Having the proper feeder in your barn is a decision that may have been made 10-20 years previously. However, there may be compelling evidence that retrofitting a barn with an updated feeder may actually make economical sense. The three main types of feeders are tube, dry, and wet/dry (shelf) feeders.

Tube feeders were a common choice in barn builds back in the 90’s and early 2000’s. They are cheap, relatively durable and maximize Feed per unit of gain (FG) in finisher pigs. Unfortunately, they have little to no in-barn feed storage and can be difficult to manage for maximized Average Daily Gain (ADG).

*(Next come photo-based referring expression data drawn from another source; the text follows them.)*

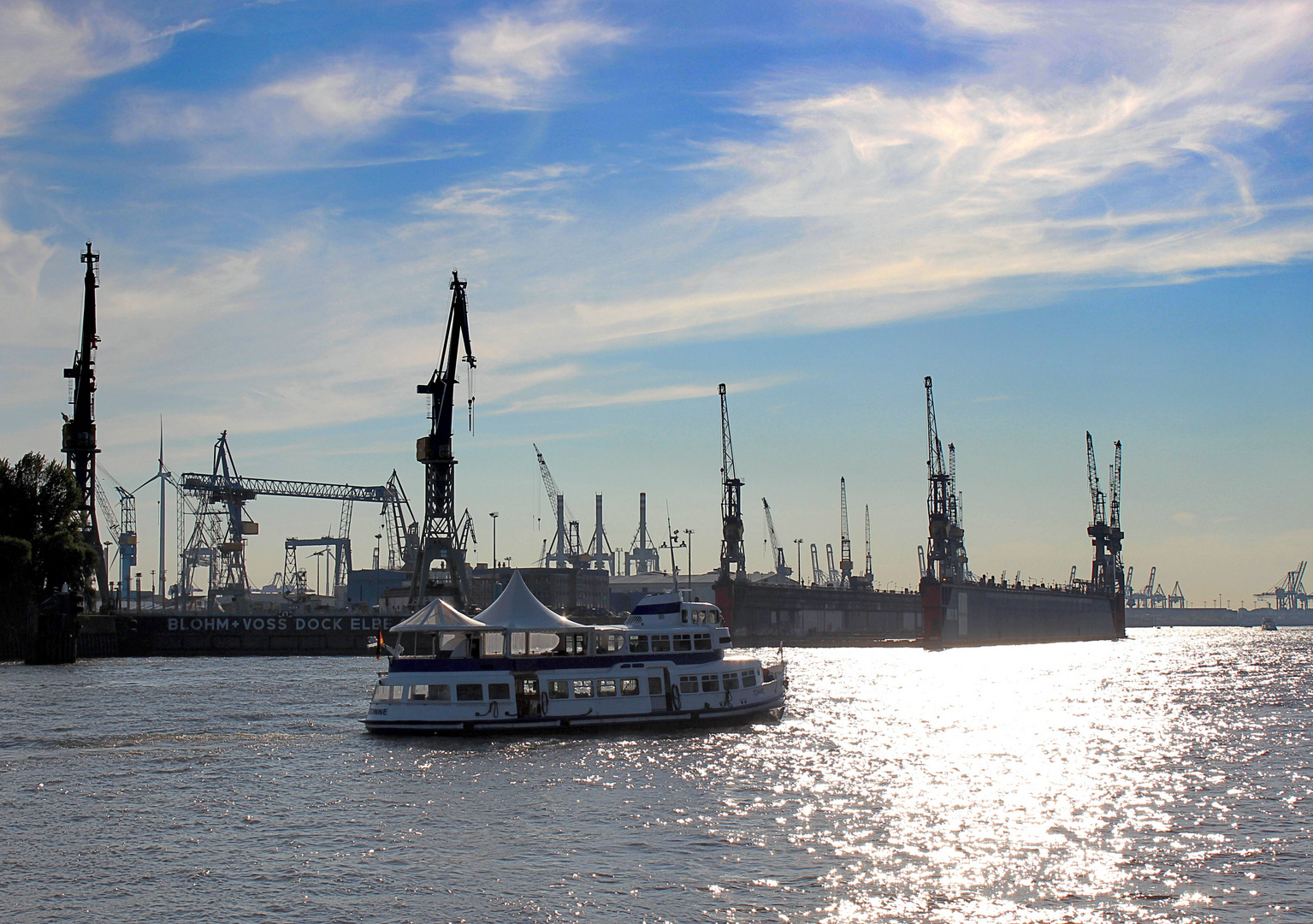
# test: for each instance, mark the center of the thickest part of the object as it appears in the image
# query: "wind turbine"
(164, 477)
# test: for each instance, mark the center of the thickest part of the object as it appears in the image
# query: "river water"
(1163, 777)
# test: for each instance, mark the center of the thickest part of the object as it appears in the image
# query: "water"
(1165, 777)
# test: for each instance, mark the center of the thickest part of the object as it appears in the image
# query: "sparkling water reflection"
(1166, 777)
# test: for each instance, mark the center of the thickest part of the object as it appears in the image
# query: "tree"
(41, 538)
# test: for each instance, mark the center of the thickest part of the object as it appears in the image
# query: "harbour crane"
(221, 496)
(1290, 594)
(782, 569)
(79, 430)
(1106, 572)
(871, 574)
(844, 538)
(945, 553)
(565, 548)
(731, 504)
(440, 538)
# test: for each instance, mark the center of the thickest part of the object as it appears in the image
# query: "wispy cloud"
(515, 59)
(517, 192)
(1132, 155)
(46, 56)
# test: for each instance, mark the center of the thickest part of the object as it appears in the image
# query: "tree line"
(41, 540)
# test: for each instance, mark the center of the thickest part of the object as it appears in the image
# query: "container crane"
(782, 569)
(565, 546)
(440, 538)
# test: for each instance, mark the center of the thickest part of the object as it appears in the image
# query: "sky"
(1073, 216)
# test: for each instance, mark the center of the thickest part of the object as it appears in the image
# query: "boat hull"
(771, 709)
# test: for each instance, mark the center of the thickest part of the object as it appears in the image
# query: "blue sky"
(1074, 216)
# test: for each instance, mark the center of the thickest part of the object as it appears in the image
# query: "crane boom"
(731, 503)
(844, 537)
(782, 569)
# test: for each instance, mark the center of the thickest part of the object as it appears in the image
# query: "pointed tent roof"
(519, 611)
(436, 616)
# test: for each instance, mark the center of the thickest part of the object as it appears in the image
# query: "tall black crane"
(947, 555)
(844, 537)
(440, 538)
(1106, 572)
(731, 506)
(79, 435)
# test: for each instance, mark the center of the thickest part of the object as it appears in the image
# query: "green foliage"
(41, 541)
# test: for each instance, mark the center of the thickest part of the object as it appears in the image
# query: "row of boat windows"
(713, 683)
(567, 690)
(677, 642)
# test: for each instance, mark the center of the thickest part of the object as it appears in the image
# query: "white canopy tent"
(533, 628)
(437, 616)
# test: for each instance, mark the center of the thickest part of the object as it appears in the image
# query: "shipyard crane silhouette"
(731, 503)
(222, 495)
(782, 570)
(844, 537)
(1106, 574)
(564, 550)
(440, 538)
(945, 558)
(79, 430)
(1290, 594)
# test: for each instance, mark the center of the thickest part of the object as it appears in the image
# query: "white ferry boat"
(522, 667)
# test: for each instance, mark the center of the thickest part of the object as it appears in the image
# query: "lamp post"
(689, 541)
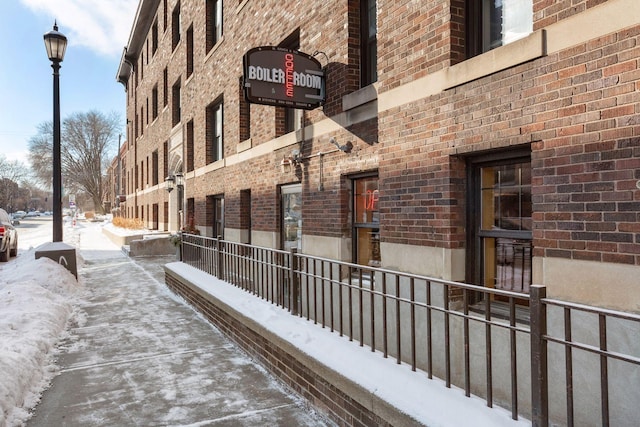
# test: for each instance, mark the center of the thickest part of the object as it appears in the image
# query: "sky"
(38, 298)
(96, 30)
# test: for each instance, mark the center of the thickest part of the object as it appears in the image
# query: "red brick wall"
(578, 109)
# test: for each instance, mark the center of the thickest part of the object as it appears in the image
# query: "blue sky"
(97, 31)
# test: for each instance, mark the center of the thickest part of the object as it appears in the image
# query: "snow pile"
(36, 302)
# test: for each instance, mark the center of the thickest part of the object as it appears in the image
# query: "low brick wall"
(342, 400)
(121, 240)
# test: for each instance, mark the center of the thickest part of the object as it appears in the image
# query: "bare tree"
(12, 173)
(87, 140)
(14, 170)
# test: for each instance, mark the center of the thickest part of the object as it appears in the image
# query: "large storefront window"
(502, 239)
(291, 222)
(366, 221)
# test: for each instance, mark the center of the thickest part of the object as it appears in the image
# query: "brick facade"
(568, 91)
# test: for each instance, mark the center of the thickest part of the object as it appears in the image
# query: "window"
(154, 37)
(499, 245)
(214, 23)
(165, 159)
(190, 51)
(245, 216)
(154, 102)
(154, 216)
(141, 121)
(175, 106)
(215, 145)
(189, 148)
(366, 221)
(368, 42)
(215, 207)
(291, 216)
(164, 11)
(154, 168)
(175, 26)
(493, 23)
(165, 87)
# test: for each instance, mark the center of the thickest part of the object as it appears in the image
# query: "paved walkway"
(141, 357)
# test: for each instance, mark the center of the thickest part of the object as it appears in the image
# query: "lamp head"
(171, 183)
(56, 44)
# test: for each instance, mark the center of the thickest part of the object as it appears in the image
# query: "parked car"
(19, 214)
(8, 237)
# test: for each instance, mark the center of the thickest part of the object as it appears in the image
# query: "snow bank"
(36, 302)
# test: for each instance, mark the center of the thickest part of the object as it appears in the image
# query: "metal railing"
(512, 349)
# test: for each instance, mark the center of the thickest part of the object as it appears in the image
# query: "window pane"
(513, 264)
(508, 20)
(292, 218)
(368, 241)
(366, 201)
(506, 197)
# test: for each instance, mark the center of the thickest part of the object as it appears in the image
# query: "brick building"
(496, 143)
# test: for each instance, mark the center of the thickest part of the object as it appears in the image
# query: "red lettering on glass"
(371, 200)
(288, 75)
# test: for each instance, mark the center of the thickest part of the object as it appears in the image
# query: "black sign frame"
(283, 77)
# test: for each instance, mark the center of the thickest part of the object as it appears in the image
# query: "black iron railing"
(512, 349)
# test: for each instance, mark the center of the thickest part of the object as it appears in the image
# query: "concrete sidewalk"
(142, 357)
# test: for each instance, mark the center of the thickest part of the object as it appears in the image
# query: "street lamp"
(56, 44)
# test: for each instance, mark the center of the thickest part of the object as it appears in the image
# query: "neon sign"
(283, 77)
(371, 200)
(288, 82)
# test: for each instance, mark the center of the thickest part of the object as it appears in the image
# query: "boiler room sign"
(283, 77)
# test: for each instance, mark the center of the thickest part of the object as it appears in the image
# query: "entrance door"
(291, 216)
(500, 222)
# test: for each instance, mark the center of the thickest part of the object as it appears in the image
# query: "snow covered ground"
(38, 300)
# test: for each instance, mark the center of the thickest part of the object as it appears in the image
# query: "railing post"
(293, 280)
(219, 259)
(539, 376)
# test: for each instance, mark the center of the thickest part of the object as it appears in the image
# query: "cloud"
(99, 25)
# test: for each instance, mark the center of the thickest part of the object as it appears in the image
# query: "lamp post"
(56, 44)
(60, 252)
(172, 181)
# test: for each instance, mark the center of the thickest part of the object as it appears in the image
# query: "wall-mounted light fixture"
(176, 180)
(290, 162)
(347, 147)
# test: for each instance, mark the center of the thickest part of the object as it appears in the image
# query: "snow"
(38, 300)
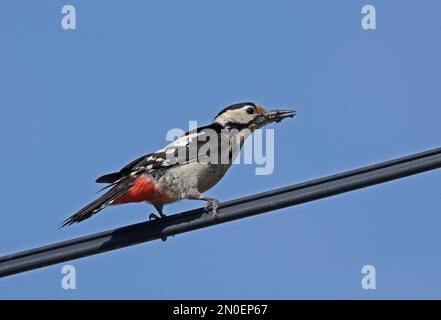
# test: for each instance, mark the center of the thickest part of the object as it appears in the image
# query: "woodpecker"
(181, 170)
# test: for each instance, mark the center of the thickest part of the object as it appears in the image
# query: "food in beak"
(279, 115)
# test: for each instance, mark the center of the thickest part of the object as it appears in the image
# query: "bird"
(182, 170)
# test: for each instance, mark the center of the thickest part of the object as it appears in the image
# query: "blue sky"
(79, 103)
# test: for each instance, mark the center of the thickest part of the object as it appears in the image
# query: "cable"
(228, 211)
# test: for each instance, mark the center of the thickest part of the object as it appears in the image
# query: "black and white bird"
(187, 167)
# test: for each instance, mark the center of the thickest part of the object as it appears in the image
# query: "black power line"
(232, 210)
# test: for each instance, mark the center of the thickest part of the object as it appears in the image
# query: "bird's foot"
(212, 205)
(153, 216)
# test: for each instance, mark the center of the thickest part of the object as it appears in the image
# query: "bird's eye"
(250, 110)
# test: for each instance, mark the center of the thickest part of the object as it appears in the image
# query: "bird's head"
(250, 115)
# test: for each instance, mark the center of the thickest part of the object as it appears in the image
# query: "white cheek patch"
(237, 116)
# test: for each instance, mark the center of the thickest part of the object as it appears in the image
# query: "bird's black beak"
(278, 115)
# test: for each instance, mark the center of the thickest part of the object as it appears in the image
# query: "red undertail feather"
(143, 189)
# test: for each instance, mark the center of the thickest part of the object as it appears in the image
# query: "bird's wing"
(186, 149)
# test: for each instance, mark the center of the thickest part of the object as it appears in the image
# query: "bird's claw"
(212, 205)
(153, 216)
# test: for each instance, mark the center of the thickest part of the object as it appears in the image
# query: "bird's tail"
(96, 206)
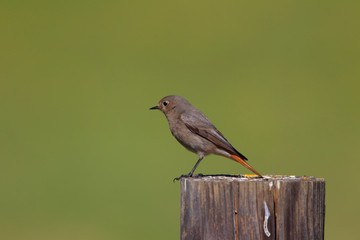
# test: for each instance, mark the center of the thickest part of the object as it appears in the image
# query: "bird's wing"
(199, 124)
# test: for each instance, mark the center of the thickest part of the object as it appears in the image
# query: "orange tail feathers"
(238, 159)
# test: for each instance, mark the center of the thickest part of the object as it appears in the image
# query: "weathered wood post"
(275, 207)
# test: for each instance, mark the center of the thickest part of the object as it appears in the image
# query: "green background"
(82, 157)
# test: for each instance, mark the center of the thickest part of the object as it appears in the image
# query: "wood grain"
(276, 207)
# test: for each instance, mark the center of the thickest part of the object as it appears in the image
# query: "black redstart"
(196, 133)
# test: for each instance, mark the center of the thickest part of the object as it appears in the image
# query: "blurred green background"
(82, 157)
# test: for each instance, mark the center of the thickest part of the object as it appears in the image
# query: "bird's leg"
(192, 171)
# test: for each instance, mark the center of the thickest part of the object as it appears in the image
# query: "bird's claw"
(187, 176)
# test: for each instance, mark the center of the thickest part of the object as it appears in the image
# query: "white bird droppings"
(267, 215)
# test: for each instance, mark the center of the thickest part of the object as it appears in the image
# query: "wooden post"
(275, 207)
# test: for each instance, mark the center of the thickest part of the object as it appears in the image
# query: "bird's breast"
(190, 140)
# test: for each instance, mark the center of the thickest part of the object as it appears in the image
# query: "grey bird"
(196, 133)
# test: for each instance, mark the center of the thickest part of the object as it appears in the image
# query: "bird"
(196, 133)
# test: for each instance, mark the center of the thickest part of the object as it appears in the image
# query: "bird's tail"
(238, 159)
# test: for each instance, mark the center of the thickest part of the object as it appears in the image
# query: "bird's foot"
(187, 176)
(182, 176)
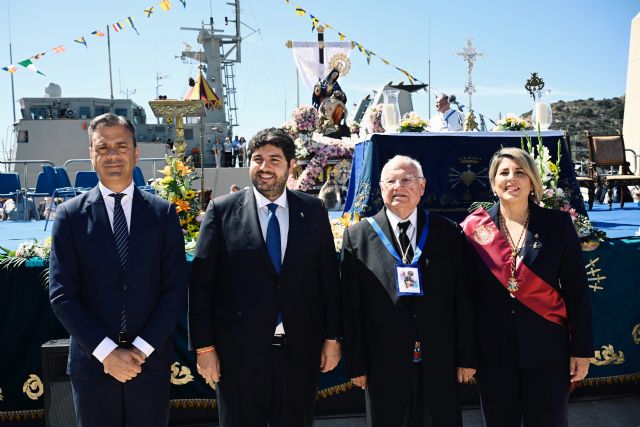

Dry feeders were a nice improvement to maximize in-barn feed storage and minimize out of feed events. They also improved on how many pigs could be fed per feeder space. Below is a table showing how many pigs would be recommended per feeder space for the three types of feeders.

Lastly, wet/dry feeders improved even further allowing for 13-15 pigs per feeder space. In addition, they maintained the FG that was supported by dry feeders and improved on the ADG capacity of the feeder. In a recent set of trials conducted by Pipestone Applied Research, wet/dry feeders improved ADG while maintaining FG. In addition, they reduced water wastage by almost 0.5 gal/pig/day. When considering all of this, retrofitting a wean-to-finish barn with wet/dry feeders still resulted in a positive Return on Investment (ROI) of less than 3 years. In addition, it reduced the carbon footprint by reducing water usage. It’s important to note that wet/dry feeders can be more challenging to manage, especially for nursery pigs; and in my opinion, wouldn’t be recommended for nursery barns, but would be appropriate for wean-to-finish or finisher barns.


Even with the correct feeder selection and proper feeder utilization rates, all could still be lost if the feeder isn’t set correctly. Nursery pigs are much less likely to waste feed, and during the first 3-4 weeks I encourage producers to leave feeders relatively open to encourage feed intake. This might mean leaving feeders with 60-70% pan coverage. If pigs are utilizing a wet/dry feeder in the nursery period, having the feeder water turned on and supplemental nipple bar turned off around 15-21 days post placement is also important. This encourages water intake at the feeder which in turn should encourage feed intake. As pigs approach 50 lbs, I believe it’s important to start reducing pan coverage culminating in the finisher with ~30% pan coverage. This still allows for proper feed intake to maximize gain, but also minimizes feed wastage and improves FG.

Though it can be frustrating to adjust feeders multiple times a week or even multiple times a day, it can easily pay for itself. A recent study from Kansas State University showed that going from 40% to 90% pan coverage worsened FG in the finisher by ~4%. This would mean those pigs roughly wasted an additional 22 lbs of feed per pig or close to $4.00 in added feed cost. In a 2400 head barn that’s $9,600 which compared against the time required to adjust feeders is a relatively small investment.

As feeder technology advances and feed costs fluctuate, improving on feeder management is increasingly important and can have significant effects on a producer’s profitability. Retrofitting barns with older feeders should continue even with the high cost of stainless steel. Improving FG, maximizing pig growth and minimizing feed and water wastage is critical to being a profitable and sustainable pig farmer, and it all starts with the feeder.